# Mehrere Dateien über einen Socket senden



## ReaX (5. August 2008)

Hi,

ich sitze schon länger an einem Projekt und hab hier ein Problem, dass ich nicht in den Griff bekomme.

Und zwar will ich einfach mehrere Dateien über einen einzigen Socket versenden. Will also nicht für jede Datei ein neuen Socket öffnen, da dass ja sehr langsam sein würde...
Eine einzelne Datei ist nicht das Problem, dass bekomme ich hin, aber ich weiß nicht wie ich mehrere versenden soll.

Mit google hab ich ein etwas älteren Thread hier gefunden - http://www.tutorials.de/forum/java/303254-mehrere-dateien-ueber-socket-senden.html - der das gleiche Problem hatte. 

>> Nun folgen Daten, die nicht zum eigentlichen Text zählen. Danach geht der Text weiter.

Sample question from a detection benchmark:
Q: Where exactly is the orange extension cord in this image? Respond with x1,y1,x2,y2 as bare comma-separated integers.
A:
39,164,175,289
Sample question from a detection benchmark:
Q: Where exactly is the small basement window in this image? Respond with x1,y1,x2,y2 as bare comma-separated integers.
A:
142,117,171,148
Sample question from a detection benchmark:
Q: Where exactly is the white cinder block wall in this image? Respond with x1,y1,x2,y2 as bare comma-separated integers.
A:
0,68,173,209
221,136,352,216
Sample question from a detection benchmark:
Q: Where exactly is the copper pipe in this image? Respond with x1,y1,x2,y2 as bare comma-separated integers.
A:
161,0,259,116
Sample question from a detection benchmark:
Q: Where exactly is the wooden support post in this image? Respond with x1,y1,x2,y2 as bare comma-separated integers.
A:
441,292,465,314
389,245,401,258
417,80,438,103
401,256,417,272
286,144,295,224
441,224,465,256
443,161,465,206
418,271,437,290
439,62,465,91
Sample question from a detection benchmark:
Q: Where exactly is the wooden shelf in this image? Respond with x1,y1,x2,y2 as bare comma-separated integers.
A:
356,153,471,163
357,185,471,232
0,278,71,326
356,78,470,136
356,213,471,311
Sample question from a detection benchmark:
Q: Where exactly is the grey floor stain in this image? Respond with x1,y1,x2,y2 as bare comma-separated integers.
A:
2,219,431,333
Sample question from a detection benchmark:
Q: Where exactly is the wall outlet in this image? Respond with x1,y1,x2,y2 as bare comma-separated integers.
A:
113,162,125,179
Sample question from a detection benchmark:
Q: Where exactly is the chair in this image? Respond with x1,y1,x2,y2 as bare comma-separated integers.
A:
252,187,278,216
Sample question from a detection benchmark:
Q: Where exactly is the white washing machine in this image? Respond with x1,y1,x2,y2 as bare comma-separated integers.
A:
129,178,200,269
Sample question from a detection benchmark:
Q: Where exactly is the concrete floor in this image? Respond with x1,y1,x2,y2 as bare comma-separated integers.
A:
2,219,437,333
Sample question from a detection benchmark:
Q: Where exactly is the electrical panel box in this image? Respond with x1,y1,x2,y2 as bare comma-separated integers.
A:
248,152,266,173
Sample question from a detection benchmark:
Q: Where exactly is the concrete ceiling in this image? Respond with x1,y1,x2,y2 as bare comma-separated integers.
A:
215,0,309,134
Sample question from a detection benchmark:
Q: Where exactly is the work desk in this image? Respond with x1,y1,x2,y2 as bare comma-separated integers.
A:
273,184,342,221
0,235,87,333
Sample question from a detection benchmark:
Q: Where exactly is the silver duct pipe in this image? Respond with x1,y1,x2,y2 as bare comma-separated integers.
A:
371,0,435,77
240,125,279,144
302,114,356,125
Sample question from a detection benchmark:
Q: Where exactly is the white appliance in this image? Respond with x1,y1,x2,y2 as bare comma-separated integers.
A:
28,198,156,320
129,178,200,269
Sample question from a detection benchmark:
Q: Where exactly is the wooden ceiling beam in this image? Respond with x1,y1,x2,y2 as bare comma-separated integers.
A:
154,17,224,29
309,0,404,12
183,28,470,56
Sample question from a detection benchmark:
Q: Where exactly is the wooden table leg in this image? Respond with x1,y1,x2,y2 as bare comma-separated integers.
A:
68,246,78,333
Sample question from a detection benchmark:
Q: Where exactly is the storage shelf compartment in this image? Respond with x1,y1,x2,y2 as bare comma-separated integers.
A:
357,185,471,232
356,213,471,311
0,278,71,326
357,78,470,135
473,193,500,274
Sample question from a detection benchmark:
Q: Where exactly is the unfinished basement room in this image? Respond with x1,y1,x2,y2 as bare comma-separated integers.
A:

Ich hab es, wie auch in diesem Thread beschrieben, versucht, in dem ich einfach immer das erste Byte des Buffers ( buffer[0] )mit 1 belege und wenn die Datei endet, einfach eine 0 in dem Buffer[0], sende, sodass der Client weiß, dass die Datei fertig ist und eine neue beginnt. Aber das hat irgendwie nicht geklappt..

Hat einer von euch eine Idee oder kann mir sagen, wie ich mehrere Dateien über einen Socket senden und empfangen kann..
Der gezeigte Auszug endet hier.